5

I have a list of .wav files in binary format (they are coming from a websocket), which I want to join in a single binary .wav file to then do speech recognition with it. I have been able to make it work with the following code:

audio = [binary_wav1, binary_wav2,..., binary_wavN] # a list of .wav binary files coming from a socket
audio = [io.BytesIO(x) for x in audio]

# Join wav files
with wave.open('/tmp/input.wav', 'wb') as temp_input:
    params_set = False
    for audio_file in audio:
        with wave.open(audio_file, 'rb') as w:
            if not params_set:
                temp_input.setparams(w.getparams())
                params_set = True
            temp_input.writeframes(w.readframes(w.getnframes()))

# Do speech recognition
binary_audio = open('/tmp/input.wav', 'rb').read())
ASR(binary_audio)

The problem is that I don't want to write the file '/tmp/input.wav' in disk. Is there any way to do it without writing any file in the disk?

Thanks.

  • Sound can be represented as 1D array when mono, 2d as stereo. Use something like `wavefile` to get the raw data. – Josef Korbel May 24 '18 at 20:29
  • 1
    `wave.open` accepts either a file path or a file like object. you've already imported `BytesIO` so just use one of those as a file like buffer. [Here's](https://stackoverflow.com/questions/26879981/writing-then-reading-in-memory-bytes-bytesio-gives-a-blank-result) and example of someone doing basically just that with `gzip` (note the slightly different argument names). – Aaron May 24 '18 at 20:32

2 Answers2

5

The general solution for having a file but never putting it to disk is a stream. For this we use the io library which is the default library for working with in-memory streams. You even already use BytesIO earlier in your code it seems.

audio = [binary_wav1, binary_wav2,..., binary_wavN] # a list of .wav binary files coming from a socket
audio = [io.BytesIO(x) for x in audio]

# Join wav files

params_set = False
temp_file = io.BytesIO()
with wave.open(temp_file, 'wb') as temp_input:
    for audio_file in audio:
        with wave.open(audio_file, 'rb') as w:
            if not params_set:
                temp_input.setparams(w.getparams())
                params_set = True
            temp_input.writeframes(w.readframes(w.getnframes()))

#move the cursor back to the beginning of the "file"
temp_file.seek(0)
# Do speech recognition
binary_audio = temp_file.read()
ASR(binary_audio)

note I don't have any .wav files to try this out on.
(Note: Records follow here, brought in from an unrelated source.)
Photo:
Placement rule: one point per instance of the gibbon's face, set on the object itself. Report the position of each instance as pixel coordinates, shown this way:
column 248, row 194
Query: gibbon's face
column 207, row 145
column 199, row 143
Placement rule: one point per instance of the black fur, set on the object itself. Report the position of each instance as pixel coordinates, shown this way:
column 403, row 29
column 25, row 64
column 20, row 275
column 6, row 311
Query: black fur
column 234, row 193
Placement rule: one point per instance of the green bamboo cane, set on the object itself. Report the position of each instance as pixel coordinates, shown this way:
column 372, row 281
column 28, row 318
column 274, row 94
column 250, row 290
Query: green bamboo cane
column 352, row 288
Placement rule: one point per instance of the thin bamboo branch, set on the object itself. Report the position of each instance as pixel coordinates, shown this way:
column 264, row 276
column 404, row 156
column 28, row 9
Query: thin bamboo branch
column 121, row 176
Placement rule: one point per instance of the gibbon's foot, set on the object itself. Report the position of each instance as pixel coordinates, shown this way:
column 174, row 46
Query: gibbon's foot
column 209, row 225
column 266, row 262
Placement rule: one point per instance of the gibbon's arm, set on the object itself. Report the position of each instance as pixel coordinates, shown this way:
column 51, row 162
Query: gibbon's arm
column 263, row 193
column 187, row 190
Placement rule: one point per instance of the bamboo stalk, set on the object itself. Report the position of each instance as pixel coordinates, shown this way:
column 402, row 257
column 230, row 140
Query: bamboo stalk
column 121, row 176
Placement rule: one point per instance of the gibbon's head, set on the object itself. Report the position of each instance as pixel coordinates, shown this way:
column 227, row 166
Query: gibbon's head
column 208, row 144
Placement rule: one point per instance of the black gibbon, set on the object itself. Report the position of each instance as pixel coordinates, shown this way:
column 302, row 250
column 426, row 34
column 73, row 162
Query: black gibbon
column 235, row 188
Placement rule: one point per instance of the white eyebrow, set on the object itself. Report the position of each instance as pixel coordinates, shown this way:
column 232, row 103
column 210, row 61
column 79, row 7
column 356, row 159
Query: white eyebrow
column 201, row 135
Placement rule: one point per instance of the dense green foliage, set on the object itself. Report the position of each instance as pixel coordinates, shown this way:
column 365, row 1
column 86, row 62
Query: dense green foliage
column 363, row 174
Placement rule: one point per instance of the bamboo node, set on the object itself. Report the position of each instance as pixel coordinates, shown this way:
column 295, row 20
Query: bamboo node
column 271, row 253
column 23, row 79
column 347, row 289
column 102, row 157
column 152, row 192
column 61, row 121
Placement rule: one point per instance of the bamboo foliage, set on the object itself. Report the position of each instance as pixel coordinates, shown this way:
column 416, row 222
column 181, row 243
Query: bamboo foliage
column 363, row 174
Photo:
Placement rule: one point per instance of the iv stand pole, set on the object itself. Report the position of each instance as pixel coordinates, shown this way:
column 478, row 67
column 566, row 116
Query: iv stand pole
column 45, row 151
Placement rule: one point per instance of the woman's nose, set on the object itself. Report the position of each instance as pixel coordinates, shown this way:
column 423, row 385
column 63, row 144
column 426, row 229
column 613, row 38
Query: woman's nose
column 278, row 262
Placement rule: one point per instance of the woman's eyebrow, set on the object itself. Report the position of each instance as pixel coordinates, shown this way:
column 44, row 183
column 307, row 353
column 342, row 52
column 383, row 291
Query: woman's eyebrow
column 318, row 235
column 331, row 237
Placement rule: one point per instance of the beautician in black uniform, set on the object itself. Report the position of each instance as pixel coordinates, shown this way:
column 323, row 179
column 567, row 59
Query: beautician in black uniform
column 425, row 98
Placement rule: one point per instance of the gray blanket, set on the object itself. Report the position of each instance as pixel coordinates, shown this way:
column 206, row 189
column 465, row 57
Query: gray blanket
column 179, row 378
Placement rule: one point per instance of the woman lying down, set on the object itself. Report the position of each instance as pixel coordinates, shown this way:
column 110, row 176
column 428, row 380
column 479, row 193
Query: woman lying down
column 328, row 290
It's up to the wave library to handle the difference between real files and buffered streams properly.

Aaron
  • 10,133
  • 1
  • 24
  • 40
  • Thanks, This works! I had tried it before but i was missing the `temp_file.seek(0)` statement, so I was just reading an empty binary object then. – Iñigo Casanueva May 25 '18 at 08:33
0

With scipy and numpy you can read the wav files as numpy arrays and than do the modifications you want.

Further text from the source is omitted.